A user can start a perpetual buyout that cannot be stopped except by making the buyout succeed. This can be done by creating a malicious contract that will call back to start when it receives ETH via its receive function. The user then starts the perpetual buyout by calling start from the malicious contract.

Assume the rejection period has passed and the auction pool is not large enough (i.e. < 50%). If end is called then the method _sendEthOrWeth will attempt to send ETH to the malicious contract. The contract will simply call back to start sending the ETH it has just received.

The impact is that end can never be called on this buyout proposal if the buyout auction has failed. Worse, no new buyout proposal can be made since the current one is still live, and it is never in a state where it is not live.

The others users will either need to accept that assets are locked inside the vault, or that they will need to sellFractions in order to make the buyout succeed.

Proof of Concept

• Each vault can only have one buyoutInfo associated with it as can be seen on line 39.
• A new buyout proposal cannot be made unless the buyoutInfo state is State.INACTIVE as can be seen in lines 66-68
• A proposer makes a proposal by calling start. They do this from a smart contract that simply calls start again when its receive function is called.
• If the proposer fails to get over 50% then, when end is called, _sendEthOrWeth is called using the proposer value which is the smart contract that re-enters. See line 235. _sendETHOrWeth is cleverly written so that if receive were to revert the reversion would not "bubble up". However, it does not protect against re-entrancy.
• This means that buyoutInfo[vault] can never be overwritten. It is permanently stuck in state State.LIVE meaning that start can never be called for vault by anyone else.
• The only way out of this conundrum is for the other users of the vault to sellFractions to make the auction succeed or to accept that assets are locked in the vault forever.

A foundry test exhibiting this attack has been written in a private fork of the contest repo.

Note that onERC1155Received needs to be implemented in the malicious contract.

Tools Used

Manual inspection + foundry

Recommended Mitigation Steps

Prevent re-entrancy in the start function by using the nonReentrant modifier provided by OpenZeppelin's ReentrancyGuard contract, or use an equivalent custom solution.
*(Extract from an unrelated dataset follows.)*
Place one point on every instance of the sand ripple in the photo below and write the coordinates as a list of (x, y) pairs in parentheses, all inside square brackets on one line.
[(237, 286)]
$ forge test -m testPerpetualBuyoutBug

Lines of code

https://github.com/code-423n4/2022-07-fractional/blob/8f2697ae727c60c93ea47276f8fa128369abfe51/src/Vault.sol#L126 https://github.com/code-423n4/2022-07-fractional/blob/8f2697ae727c60c93ea47276f8fa128369abfe51/src/Vault.sol#L132 https://github.com/code-423n4/2022-07-fractional/blob/8f2697ae727c60c93ea47276f8fa128369abfe51/src/Vault.sol#L25

Vulnerability details

Note: This submission contains a link to a private fork of the contest repo. Please ask warden @sseefried for GitHub collaborator access.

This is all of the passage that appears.